A Phase 3 Randomized, Open-label Trial of Selinexor, Pomalidomide, and Dexamethasone (SPd) Versus Elotuzumab, Pomalidomide, and Dexamethasone (EloPd) in Patients With Relapsed or Refractory Multiple Myeloma (RRMM)

Keywords

Multiple Myeloma, Plasma Cell Neoplasms, Dexamethasone, Pomalidomide, Elotuzumab, Selinexor, Dexamethasone Oral, Selinexor, pomalidomide and dexamethasone (SPd), Elotuzumab, Pomalidomide and Dexamethasone (EloPd)

Eligibility

You can join if…

Open to people ages 18 years and up

  1. Relapsed or refractory MM with measurable disease per IMWG guidelines as defined by at least 1 of the following:
    1. Serum M-protein ≥0.5 g/dL (≥5 g/L) by serum protein electrophoresis (SPEP) or, for immunoglobulin (Ig) A or D myeloma, by quantitative serum IgA or IgD levels ≥ 0.5 g/dL.
    2. Urinary M-protein excretion ≥200 mg/24 hours
    3. Serum free light chain (FLC) ≥100 mg/L, provided that the FLC ratio is abnormal (normal FLC ratio: 0.26 to 1.65)
  2. Received at least 1 and no more than 4 prior anti-MM lines of therapy. Induction therapy followed by stem cell transplant and consolidation/maintenance therapy will be considered as 1 line of therapy.
  3. Prior therapy that includes ≥ consecutive cycles of lenalidomide and a proteasome inhibitor given alone or in combination
  4. Prior therapy with an anti-CD3 mAb as part of their immedicate last treatment prior to study entry (Before protocol version2.0, patient with any prior therapy with an anti-CD3 mAb were eligible for the study).
  5. Eastern Cooperative Oncology Group (ECOG) performance status of ≤2.
  6. Resolution of any clinically significant non-hematological toxicities (if any) from previous treatments to Grade ≤1 by Cycle 1 Day 1 (C1D1). Patients with Grade 2 non-hematological toxicities may be included.
  7. Adequate hepatic function within 28 days prior to C1D1:
    1. Total bilirubin <2 × upper limit of normal (ULN) (except patients with Gilbert's syndrome who must have a total bilirubin of <3 × ULN)
    2. Aspartate aminotransferase (AST) and alanine aminotransferase (ALT) <2.5 × ULN
  8. Adequate renal function within 28 days prior to C1D1 (estimated creatinine clearance [CrCl] of ≥15 mL/min (not requiring dialysis), calculated using the formula of Cockcroft and Gault or measured by 24-hour urine collection).
  9. Adequate hematopoietic function within 7 days prior to C1D1 defined as absolute neutrophil count ≥1.5 x 109/L , hemoglobin ≥8.5 g/dL, and platelet count ≥100 x 109/L (patients for whom <50% of bone marrow nucleated cells are plasma cells) or ≥75 x 109/L (patients for whom ≥50% of bone marrow nucleated cells are plasma cells).
    1. Patients receiving hematopoietic growth factor support, including erythropoietin, darbepoetin, granulocyte-colony stimulating factor (G-CSF), granulocyte macrophage-colony stimulating factor (GM-CSF), and platelet stimulators (e.g., eltrombopag, romiplostim, or interleukin-11) must have a 2-week interval between growth factor support and the Screening assessments, but they may receive growth factor support during the study.
    2. Patients must have:
      • At least a 2-week interval from the last red blood cell (RBC) transfusion prior to the Screening hemoglobin assessment, and
      • At least a 1-week interval from the last platelet transfusion prior to the Screening platelet assessment.

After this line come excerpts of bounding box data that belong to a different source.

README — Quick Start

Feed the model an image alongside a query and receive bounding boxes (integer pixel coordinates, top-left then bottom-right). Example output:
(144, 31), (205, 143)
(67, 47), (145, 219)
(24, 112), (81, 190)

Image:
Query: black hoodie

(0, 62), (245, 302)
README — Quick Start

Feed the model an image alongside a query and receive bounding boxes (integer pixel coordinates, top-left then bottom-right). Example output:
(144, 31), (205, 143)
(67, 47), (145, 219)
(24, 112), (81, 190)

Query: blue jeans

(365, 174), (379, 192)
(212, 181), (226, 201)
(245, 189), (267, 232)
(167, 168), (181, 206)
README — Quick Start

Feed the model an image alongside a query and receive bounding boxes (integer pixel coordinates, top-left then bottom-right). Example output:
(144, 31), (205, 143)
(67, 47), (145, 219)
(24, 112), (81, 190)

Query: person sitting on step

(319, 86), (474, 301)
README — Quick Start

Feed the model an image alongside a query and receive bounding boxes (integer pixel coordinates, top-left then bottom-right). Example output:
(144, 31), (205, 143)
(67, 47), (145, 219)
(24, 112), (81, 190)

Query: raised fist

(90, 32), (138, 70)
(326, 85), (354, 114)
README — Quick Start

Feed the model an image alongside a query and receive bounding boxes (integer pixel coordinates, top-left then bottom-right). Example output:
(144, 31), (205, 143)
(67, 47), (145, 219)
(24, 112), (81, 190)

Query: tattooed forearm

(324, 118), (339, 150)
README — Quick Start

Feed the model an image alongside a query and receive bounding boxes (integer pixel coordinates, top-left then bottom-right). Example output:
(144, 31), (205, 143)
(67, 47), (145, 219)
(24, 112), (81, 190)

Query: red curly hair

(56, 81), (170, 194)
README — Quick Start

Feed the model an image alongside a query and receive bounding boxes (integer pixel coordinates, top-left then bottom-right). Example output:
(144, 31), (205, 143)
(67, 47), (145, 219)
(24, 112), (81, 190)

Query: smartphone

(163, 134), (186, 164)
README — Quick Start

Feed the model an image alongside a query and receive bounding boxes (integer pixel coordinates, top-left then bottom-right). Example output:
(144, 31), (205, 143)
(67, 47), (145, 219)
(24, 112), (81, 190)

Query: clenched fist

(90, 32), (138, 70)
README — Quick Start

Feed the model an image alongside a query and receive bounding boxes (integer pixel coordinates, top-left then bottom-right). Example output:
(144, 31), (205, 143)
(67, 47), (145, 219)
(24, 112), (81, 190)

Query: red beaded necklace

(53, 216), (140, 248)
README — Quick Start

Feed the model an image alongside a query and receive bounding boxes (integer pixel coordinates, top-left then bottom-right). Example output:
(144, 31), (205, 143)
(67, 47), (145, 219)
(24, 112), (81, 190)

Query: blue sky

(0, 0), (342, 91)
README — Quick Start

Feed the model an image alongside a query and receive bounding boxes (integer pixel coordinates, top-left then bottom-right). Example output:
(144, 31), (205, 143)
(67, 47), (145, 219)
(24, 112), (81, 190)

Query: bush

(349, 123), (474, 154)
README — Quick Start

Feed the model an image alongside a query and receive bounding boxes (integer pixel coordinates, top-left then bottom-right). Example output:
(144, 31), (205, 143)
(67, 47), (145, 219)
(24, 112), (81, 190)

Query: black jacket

    However, patients may receive RBC and/or platelet transfusions as clinically indicated per institutional guidelines during the study.

    10. Patients with active hepatitis B virus (HBV) are eligible if antiviral therapy for

    hepatitis B has been given for >8 weeks and viral load is <100 IU/mL. Patients with evidence of non-active HBV should be discussed with the Medical Monitor and should be monitored or receive prophylaxis at the discretion of the Investigator and study site institutional guidelines

    11. Patients with a history of hepatitis C virus (HCV) are eligible if they have received

    adequate curative anti-HCV treatment and HCV viral load is below the limit of quantification.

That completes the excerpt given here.